1828 ‘First Mountain Court’ site still visible
By Jerry Lamar Alexander – In 1828, Pickens Court House, “that shining city on a hill,” became a reality among the stately oaks lining ole Keowee RIver.
This was at Robertson’s Ford alongside the ancient east-west Cherokee Trading Path 5 miles northeast of Seneca. Fortunately, today this 1862 Antebellum court village site is still barely visible among the main buildings at one of the most magnificent electrical power generating complexes in our modern world – Duke Energy’s famous World of Energy.
Back in 1828, the expanding population of settlers was literally crying out for a new, centrally located district court. it was deemed more than just badly needed to serve our mountain people. After some amount of surveying, stakes were driven in by local commissioners as an outline for a new (1862-1868) “Pickens District Court house.”

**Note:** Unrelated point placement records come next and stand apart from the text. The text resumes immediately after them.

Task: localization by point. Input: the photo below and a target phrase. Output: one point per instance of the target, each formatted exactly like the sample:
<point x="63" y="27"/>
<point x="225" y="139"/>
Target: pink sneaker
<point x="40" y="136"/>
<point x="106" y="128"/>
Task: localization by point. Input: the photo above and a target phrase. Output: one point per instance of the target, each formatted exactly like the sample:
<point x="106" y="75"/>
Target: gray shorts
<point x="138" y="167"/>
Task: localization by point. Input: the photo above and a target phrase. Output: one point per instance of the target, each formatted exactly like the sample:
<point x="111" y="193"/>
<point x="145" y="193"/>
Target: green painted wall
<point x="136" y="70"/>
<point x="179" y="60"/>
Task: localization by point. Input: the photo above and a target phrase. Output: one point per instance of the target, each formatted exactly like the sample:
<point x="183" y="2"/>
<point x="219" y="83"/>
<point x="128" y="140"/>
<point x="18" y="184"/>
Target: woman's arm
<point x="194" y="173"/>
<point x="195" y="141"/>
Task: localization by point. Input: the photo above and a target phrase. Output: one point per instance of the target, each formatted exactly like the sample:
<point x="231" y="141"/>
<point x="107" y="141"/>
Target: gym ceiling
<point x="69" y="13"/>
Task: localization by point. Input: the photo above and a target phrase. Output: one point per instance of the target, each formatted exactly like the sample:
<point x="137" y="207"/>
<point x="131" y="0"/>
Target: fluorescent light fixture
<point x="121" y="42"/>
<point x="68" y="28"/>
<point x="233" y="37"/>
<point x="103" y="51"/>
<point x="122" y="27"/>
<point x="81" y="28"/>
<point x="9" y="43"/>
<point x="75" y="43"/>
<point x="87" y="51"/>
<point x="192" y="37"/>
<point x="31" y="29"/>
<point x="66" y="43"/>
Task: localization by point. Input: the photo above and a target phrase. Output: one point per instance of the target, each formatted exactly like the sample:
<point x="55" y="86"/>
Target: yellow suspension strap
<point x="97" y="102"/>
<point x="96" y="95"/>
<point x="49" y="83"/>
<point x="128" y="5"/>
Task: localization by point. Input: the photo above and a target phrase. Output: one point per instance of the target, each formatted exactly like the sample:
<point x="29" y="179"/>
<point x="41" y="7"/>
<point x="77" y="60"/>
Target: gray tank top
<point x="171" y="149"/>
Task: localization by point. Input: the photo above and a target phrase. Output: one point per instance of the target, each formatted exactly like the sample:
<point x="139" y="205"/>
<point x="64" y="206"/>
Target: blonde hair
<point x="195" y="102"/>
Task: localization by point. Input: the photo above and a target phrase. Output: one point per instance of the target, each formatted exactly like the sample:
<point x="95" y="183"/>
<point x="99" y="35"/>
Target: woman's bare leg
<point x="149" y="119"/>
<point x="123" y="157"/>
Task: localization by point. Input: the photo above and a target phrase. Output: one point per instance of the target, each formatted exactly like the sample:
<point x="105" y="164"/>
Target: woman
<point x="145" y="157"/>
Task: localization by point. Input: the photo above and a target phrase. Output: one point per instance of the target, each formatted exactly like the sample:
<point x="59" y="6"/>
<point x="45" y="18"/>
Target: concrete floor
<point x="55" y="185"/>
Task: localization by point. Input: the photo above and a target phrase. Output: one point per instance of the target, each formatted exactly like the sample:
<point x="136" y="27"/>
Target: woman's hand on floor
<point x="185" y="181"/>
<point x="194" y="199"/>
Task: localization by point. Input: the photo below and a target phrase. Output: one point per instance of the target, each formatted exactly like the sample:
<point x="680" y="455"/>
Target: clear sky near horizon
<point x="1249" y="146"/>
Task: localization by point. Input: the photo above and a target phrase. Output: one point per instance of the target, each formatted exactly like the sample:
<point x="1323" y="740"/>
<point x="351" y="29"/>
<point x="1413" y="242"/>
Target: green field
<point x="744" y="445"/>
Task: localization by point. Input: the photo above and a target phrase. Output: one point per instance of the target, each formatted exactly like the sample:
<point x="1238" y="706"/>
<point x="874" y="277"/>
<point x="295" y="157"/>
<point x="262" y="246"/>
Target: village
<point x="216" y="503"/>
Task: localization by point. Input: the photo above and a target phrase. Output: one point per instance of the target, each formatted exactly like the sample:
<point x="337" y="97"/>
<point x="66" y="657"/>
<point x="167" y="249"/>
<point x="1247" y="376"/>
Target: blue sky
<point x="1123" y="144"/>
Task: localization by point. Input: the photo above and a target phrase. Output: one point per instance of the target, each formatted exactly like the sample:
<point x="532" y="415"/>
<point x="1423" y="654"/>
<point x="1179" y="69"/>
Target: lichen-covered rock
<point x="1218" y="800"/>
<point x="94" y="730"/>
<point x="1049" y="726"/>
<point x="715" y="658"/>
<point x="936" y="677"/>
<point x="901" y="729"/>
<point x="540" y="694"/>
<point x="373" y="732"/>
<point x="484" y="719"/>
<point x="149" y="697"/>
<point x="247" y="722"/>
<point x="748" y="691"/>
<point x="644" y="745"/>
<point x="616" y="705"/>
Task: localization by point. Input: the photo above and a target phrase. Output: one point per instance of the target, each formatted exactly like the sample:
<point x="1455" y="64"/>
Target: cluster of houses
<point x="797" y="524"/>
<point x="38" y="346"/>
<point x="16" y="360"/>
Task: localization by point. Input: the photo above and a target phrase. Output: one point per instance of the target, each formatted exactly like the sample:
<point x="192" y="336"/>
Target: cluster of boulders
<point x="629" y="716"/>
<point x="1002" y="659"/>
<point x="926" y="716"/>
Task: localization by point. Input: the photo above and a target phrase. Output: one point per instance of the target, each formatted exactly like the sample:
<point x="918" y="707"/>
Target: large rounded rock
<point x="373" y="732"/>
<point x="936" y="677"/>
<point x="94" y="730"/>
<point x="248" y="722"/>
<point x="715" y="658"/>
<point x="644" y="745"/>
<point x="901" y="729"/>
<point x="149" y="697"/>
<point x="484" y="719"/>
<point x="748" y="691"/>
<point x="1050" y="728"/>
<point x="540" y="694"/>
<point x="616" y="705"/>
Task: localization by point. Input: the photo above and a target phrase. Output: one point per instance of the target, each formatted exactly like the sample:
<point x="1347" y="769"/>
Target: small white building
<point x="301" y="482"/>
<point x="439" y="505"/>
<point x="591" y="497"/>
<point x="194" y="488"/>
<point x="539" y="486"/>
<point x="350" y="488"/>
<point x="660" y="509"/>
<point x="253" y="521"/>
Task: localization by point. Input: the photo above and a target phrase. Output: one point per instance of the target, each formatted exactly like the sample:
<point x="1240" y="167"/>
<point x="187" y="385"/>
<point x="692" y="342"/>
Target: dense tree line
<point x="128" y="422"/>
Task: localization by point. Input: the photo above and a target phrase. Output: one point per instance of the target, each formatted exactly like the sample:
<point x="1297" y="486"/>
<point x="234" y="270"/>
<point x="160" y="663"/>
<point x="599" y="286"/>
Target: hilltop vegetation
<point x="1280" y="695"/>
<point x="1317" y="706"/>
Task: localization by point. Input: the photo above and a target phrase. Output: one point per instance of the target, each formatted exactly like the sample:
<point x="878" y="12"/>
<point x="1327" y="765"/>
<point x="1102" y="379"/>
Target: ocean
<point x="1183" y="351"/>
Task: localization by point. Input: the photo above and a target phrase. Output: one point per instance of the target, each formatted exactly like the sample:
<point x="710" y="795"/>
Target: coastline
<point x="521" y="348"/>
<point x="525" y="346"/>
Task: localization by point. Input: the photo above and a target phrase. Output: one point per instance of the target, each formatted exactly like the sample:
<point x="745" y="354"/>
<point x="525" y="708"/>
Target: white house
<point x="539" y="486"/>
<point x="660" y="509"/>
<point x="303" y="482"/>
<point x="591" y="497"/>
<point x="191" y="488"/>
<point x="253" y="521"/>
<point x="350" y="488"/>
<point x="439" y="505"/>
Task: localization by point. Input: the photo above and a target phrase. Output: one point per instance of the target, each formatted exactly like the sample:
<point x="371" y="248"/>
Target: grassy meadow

And so, civilization came stumbling into the area as the Antebellum District Court Town (for Oconee and Pickens counties) as we know them today. And, by the way, both these lovely counties are today stacked full of beautiful lakes and cheerful people celebrating their 150th birthday this year. But their “mothering town” was this 1862 Pickens Court House.
Although built of mostly heavy plank and skinned logs, the rough little mountain village quickly gained several buildings and about 1,600 people, most attracted by the business at the double- storied court house. Land deeds had to be recorded, as did plats and all legal papers. Lawsuits regarding land or other debts drew crowds as well.